A threat group dubbed “Banana Squad,” active since April 2023, has trojanized more than 60 GitHub repositories in an ongoing campaign, offering Python-based hacking kits with malicious payloads.
Discovered by ReversingLabs, the malicious public repos each imitate a well-known hacking tool to look legitimate but inject hidden backdoor logic.
“At first glance (they) appear to be hacking tools written in Python (but) were actually trojanized look-alikes of other identically named repositories,” Principal Malware Researcher Robert Simmons said in a blog post. “The repositories were discovered by working backwards from the malicious URL indicators in ReversingLabs’ network threat intelligence dataset.”
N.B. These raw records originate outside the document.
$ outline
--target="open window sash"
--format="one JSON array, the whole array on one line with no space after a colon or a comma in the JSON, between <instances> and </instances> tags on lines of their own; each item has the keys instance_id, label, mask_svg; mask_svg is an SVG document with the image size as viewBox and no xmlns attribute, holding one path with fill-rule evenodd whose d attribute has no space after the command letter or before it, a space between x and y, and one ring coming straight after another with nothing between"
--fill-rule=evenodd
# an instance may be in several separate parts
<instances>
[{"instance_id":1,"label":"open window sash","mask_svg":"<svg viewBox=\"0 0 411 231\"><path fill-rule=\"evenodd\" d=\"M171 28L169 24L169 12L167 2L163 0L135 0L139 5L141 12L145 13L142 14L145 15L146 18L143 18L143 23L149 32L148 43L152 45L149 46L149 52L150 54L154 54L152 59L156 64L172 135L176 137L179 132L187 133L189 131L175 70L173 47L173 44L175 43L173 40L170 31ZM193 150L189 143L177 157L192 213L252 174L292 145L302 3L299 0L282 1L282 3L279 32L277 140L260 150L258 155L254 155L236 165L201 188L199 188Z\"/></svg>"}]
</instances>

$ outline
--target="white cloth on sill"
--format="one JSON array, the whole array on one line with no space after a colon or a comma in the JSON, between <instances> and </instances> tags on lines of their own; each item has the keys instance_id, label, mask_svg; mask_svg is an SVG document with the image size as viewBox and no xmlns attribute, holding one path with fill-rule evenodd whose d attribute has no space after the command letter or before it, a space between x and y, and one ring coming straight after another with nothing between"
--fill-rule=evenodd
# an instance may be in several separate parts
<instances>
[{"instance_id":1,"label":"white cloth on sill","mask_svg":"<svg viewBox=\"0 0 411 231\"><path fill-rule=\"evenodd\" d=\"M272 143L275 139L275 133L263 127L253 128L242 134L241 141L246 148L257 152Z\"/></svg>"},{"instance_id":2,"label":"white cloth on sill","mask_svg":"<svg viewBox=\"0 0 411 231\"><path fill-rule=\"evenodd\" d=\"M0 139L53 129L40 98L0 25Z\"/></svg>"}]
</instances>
Simmons noted that the campaign represents a shift from blatant npm/PyPI knock-offs to more subtle exploitation of platforms like GitHub.
Malware posing as hacking tools
Each of the 67 poisoned repositories found was impersonating a legitimate utility-like credential stealer, vulnerability scanner, or other infosec-themed tools. But these versions come with malicious code stealthily embedded in massive strings, white space gaps, or cryptic logic hidden far off-screen.
“There are many spaces on the trojanized line of code, making it so that even on a large monitor at 4K with a maximized window, the malicious code is not in view,” Simmons said, explaining the Banana Squad. “However, viewing the file in Spectra Analyze’s Preview feature clearly shows what the content is.”
Attackers stuffed harmful Python into a single unreadably long line, hoping users would never scroll far enough to notice.
Banana Squad previously pushed hundreds of Windows-based malware packages to the open-source code ecosystem, including version control systems, PyPI and npm package managers, under multiple aliases. These packages, spotted in April 2023, stole sensitive data, including system details and crypto wallets, and were downloaded nearly 75000 times before takedown.
The campaign had a tell
ReversingLabs observed a few telling signs about the repositories that can help catch the infection at its source. “For the majority of the malicious repositories, the owner only has that (the malicious one) one repository listed under its GitHub account,” Simmons said. “This indicates that these kinds of user accounts are almost certainly fake and created for the express purpose of hosting a malicious repository.”
The repository names were found to be identical to one or more other non-trojanized repositories, indicating some form of typo-squatting at play. Additionally, the “About” section of these repositories was packed with search keywords related to the original repository’s theme and often included an emoji, usually a flame or a rocket ship, hinting at the use of AI.
ReversingLabs shared a list of campaign indicators, including domains, URLs, and filenames, along with all 67 flagged repositories for developers to watch out for.
“For developers relying on these open-source platforms (GitHub), it’s essential to always double-check that the repository you’re using actually contains what you expect,” Simmons cautioned. “However, the best way to avoid running into this threat is to compare the desired repository to a previous, known good version of the software or source code.”